Very interesting! Hotmetal, have you ever had a chance to listen to a Steinway Lyngdorf system?


----------



## hotmetal (Oct 31, 2013)

I haven't I'm afraid. I've only seen them but never had the opportunity to hear one. Aren't they Class D based? I've not been quite sure what to make of digital amps when I've heard them (Diavalet, TacT) but these are probably not in the same league as the Steinway, which looks fabulous


----------



## Charliej (Feb 25, 2012)

hotmetal said:


> I haven't I'm afraid. I've only seen them but never had the opportunity to hear one. Aren't they Class D based?
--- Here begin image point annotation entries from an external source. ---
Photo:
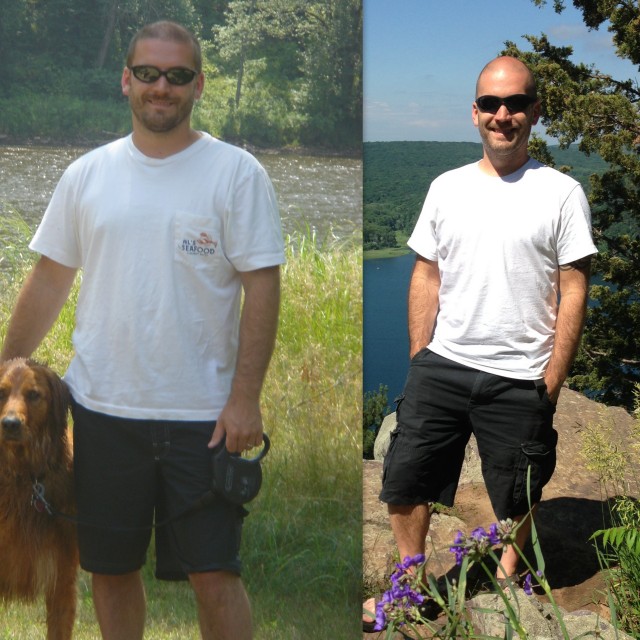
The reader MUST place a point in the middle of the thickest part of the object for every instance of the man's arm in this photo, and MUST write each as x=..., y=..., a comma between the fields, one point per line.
x=423, y=303
x=574, y=292
x=39, y=303
x=241, y=419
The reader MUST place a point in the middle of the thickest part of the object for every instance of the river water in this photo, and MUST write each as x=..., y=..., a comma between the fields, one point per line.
x=316, y=194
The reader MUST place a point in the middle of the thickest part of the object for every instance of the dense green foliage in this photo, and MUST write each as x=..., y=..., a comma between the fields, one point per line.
x=374, y=410
x=284, y=72
x=397, y=176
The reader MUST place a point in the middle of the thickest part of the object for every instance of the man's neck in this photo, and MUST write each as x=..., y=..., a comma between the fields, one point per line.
x=163, y=145
x=502, y=166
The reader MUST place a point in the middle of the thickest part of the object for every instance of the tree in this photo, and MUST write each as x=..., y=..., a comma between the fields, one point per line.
x=600, y=113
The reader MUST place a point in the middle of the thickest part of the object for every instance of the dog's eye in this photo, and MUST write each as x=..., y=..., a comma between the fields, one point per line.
x=32, y=395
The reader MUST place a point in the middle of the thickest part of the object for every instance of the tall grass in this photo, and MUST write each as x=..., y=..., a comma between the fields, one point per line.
x=302, y=540
x=618, y=546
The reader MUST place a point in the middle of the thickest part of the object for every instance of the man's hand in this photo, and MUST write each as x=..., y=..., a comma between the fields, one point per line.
x=241, y=421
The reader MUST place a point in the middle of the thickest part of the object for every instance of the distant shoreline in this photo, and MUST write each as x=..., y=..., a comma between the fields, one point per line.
x=389, y=252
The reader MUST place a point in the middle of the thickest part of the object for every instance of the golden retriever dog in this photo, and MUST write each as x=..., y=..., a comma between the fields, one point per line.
x=38, y=550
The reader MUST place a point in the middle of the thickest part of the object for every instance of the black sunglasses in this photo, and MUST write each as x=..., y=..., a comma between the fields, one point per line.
x=515, y=104
x=176, y=75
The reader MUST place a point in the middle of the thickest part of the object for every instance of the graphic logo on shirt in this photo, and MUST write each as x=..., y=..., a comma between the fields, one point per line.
x=199, y=244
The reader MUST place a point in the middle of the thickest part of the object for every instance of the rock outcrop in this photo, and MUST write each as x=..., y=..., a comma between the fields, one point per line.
x=574, y=506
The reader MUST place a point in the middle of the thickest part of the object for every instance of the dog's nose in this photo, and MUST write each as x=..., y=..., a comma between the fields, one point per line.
x=11, y=425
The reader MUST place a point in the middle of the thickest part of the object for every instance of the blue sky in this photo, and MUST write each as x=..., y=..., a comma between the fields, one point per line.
x=422, y=58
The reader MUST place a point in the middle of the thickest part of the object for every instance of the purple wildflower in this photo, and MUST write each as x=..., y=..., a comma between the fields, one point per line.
x=381, y=616
x=494, y=534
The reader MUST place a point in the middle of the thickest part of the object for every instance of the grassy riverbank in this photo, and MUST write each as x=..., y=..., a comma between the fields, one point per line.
x=302, y=541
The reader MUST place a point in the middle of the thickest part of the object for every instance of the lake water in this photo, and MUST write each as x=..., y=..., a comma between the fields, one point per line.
x=320, y=194
x=386, y=338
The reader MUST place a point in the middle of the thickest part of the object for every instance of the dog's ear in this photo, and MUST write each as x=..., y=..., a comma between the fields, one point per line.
x=60, y=398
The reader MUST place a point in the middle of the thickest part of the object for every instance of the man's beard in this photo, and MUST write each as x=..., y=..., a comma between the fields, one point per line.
x=157, y=122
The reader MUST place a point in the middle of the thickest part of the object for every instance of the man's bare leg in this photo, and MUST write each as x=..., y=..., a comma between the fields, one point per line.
x=120, y=605
x=510, y=557
x=410, y=526
x=224, y=611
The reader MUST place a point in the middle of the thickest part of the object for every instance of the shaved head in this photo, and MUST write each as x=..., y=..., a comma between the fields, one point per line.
x=507, y=67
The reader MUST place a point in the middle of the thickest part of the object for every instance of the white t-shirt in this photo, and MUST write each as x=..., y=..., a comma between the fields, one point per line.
x=161, y=243
x=498, y=243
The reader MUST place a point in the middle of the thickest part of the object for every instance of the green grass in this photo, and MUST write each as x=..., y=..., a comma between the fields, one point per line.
x=302, y=543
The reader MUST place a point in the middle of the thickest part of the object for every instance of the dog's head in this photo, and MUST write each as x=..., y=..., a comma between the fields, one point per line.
x=33, y=407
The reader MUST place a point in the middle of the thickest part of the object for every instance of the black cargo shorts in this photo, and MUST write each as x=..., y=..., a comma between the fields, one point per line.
x=442, y=405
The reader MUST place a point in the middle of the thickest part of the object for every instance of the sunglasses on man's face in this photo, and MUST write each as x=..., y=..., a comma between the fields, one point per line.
x=515, y=104
x=176, y=75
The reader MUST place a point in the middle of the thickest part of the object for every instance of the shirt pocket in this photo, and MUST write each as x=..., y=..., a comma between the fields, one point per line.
x=197, y=242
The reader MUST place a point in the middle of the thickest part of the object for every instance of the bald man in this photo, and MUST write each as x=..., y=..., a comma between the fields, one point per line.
x=497, y=301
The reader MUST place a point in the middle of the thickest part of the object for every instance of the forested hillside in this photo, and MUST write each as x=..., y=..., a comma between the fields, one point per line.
x=397, y=176
x=279, y=73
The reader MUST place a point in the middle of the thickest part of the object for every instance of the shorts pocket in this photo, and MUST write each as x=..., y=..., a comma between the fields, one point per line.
x=540, y=457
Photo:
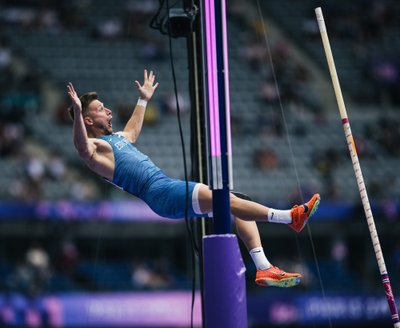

I've not been quite sure what to make of digital amps when I've heard them (Diavalet, TacT) but these are probably not in the same league as the Steinway, which looks fabulous


Class D amplifiers being said to be a "digital" amplifier can be kind of a misnomer most of them are actually based on using a switch mode power supply rather than being digital in the true sense, a lot of them will have a digital input of some sort, usually for the consumer market something based around the spdif protocol either optical or coaxial rather than one of the various professional standards such as AES/EBU so they will have a d/a in them but no a/d conversion takes place on the output stage, this allows much much higher amp ratings from a smaller (current wise) power supply to the amp itself.


----------



## gman147 (Jul 7, 2012)

I've got a Marantz Amp and Monitor audio speakers that I can't use because I'm in shared accomodation. I think I'll cry if I have to sell them and It's looking very likely thats gonna happen soon


----------